International education economies
The de facto deal involved years of exploitation and jumping through hoops enforced by the state with the constant threat of deportation, with the eventual pay-off of permanent residency, some kind of qualification giving at least some access to labor markets, and greater access to the general conditions of social reproduction available, at least supposedly, to Australian citizens. Including access to family reunion and other sponsored immigration programs.
Guest consumers
Like guest workers, only these non-citizens are brought in for their cash, initially and still substantially simply for their ability to pay fees, but now the basis of a whole series of economies within (and across) Australian borders. These are guest consumer economies.
Now that the federal government has decided that a section of these guest consumers - assumed to be mostly at the bottom of the socio-economic scale - should be dispensed with, this deal referred to above has been subject to targeted cancellation. The federal government is seeking to re-found the guest consumer economies on new bases, with new forms of regulation and filtering combining with efforts to develop alternative markets, mostly in Asia, and hopefully made up of elites, children of.
Despite all of this some people still act as if we must all be making sure people on international student visas are “genuine students” - the jargon of inauthenticity which takes added force because of these people are also not genuine Australians and thus not genuine members of the Australian multiculture.
Very real subsumption
My stand in for a whole series of problems focussed on questions of the periodisation of capitalism and more particularly the reconstitution of social reproduction on new bases. Hence the subtitle of my Mutiny submission, ‘Causes of the Mediated Processes of Reproduction’. (Geddit?)
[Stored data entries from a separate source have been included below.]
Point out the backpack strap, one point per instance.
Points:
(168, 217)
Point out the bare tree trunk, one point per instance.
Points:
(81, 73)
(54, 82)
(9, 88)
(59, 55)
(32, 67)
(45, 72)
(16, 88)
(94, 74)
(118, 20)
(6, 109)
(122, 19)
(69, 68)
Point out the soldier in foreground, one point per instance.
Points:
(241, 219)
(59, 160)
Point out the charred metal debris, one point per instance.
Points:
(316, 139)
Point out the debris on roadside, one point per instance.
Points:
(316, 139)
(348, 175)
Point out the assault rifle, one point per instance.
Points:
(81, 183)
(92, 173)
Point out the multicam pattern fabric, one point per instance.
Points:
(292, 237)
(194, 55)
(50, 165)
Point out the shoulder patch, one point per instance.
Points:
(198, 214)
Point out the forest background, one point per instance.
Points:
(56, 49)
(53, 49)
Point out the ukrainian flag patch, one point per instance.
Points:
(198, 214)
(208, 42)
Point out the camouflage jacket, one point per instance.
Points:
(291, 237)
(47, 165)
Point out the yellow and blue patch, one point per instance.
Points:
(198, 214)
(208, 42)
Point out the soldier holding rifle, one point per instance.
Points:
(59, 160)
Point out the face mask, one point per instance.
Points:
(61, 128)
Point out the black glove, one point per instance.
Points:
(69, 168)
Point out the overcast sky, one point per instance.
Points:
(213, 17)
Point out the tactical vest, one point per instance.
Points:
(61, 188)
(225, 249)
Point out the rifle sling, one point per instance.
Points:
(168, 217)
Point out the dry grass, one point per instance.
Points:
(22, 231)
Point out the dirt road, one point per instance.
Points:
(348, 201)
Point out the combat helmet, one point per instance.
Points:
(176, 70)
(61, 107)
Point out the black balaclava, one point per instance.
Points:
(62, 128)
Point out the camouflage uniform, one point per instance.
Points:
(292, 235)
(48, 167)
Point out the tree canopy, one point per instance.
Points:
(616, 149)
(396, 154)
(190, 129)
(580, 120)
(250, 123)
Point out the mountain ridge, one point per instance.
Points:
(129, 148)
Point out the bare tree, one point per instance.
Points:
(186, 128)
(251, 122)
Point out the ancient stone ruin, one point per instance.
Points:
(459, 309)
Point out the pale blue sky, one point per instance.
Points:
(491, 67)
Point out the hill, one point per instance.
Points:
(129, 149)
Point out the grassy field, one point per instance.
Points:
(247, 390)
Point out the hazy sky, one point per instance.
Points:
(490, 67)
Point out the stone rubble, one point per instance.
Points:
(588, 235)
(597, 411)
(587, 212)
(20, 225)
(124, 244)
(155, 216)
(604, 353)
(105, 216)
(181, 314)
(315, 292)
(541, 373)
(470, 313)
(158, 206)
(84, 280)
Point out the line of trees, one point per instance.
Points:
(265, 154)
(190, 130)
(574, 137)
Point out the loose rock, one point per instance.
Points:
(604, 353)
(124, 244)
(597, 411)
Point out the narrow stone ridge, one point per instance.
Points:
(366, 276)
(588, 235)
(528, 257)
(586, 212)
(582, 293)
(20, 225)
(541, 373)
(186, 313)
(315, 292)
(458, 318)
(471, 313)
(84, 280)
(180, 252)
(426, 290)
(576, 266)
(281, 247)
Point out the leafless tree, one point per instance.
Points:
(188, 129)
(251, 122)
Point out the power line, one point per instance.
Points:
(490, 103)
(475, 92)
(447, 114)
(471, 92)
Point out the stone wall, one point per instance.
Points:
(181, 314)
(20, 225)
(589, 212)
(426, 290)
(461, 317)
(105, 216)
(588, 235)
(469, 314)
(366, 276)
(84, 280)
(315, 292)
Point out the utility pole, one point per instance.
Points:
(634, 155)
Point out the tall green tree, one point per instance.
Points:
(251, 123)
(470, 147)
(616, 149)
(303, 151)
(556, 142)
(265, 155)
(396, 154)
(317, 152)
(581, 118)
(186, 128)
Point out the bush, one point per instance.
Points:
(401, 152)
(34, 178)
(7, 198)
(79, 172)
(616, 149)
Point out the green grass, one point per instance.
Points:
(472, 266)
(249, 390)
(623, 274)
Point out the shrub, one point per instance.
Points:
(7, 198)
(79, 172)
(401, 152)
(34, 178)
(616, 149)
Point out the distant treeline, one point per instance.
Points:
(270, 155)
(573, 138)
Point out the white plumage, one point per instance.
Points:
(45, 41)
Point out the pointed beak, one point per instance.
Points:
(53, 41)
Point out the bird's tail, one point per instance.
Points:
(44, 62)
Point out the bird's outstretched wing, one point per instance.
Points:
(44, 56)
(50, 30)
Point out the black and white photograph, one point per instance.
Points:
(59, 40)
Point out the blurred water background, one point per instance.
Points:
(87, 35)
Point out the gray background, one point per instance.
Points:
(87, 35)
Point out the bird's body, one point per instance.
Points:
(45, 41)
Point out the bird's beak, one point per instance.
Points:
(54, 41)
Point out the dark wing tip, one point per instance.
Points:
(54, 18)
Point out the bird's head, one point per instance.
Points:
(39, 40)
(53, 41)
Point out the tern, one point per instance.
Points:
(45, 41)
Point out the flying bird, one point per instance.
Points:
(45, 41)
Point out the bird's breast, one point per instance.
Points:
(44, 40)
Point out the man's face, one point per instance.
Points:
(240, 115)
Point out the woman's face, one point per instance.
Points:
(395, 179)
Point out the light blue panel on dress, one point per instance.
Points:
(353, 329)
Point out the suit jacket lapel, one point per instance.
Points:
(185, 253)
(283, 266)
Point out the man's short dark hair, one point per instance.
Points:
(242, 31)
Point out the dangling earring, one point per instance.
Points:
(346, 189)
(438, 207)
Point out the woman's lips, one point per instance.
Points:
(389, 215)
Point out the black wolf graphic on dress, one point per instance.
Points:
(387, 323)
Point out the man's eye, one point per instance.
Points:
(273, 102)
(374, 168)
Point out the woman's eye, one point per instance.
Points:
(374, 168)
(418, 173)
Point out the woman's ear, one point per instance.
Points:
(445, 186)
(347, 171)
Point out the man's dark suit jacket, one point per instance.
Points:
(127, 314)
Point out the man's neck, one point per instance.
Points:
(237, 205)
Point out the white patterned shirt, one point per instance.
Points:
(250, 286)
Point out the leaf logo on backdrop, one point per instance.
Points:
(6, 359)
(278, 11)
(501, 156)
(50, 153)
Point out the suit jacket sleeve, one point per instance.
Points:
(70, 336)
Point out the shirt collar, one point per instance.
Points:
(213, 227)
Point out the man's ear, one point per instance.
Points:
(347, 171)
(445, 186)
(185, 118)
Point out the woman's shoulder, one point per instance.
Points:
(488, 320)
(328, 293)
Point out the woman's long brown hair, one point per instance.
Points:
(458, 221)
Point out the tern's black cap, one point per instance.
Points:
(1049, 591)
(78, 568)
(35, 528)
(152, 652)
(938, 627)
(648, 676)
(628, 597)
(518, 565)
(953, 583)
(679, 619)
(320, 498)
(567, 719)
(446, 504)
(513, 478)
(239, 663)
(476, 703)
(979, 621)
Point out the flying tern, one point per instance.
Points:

An example of these processes in Australia, obviously, being post-secondary education, now properly capitalist, really subsumed, with internal and external competitive markets, exploitation of labor tied to imperatives of income generation, and dynamics of self-expansion as the expansion of value i.e. the very definition of capital. And yet still an institution of social (and labor market) reproduction, so that when the state wishes to shift the bases of these economies it still does so through a reassertion of the importance of labor market management (and border control, the related state concern).
Multicultural patriotism
State-sponsored anti-/racism in Australia takes the form of multicultural patriotism - we are all Australian (except most of the world, obviously). As such this anti-/racism can easily form the basis of xenophobia. Australians can unite against the non-citizen and still have a multicultural good conscience. (Even if many people still think of ‘whites’ - a shifting but persistent concept - as the real Australians.)
Anyway…
The purpose of all this is not to announce the discovery of the new figure of radical politics - which I why in the text for Mutiny I referred to “a new social object” instead of subject, so I wouldn’t be confused with Negri discovering the new revolutionary subject every time he reads the morning paper. But neither do I think that these developments only have significance for those most directly implicated in these economies. In other words, these are attempts to understand the on-going restructuring in which we are all implicated, as well as the tensions and fractures within particular moments, particular aspects of these economies - it is not just a joke to ask about causes of the mediated processes of reproduction.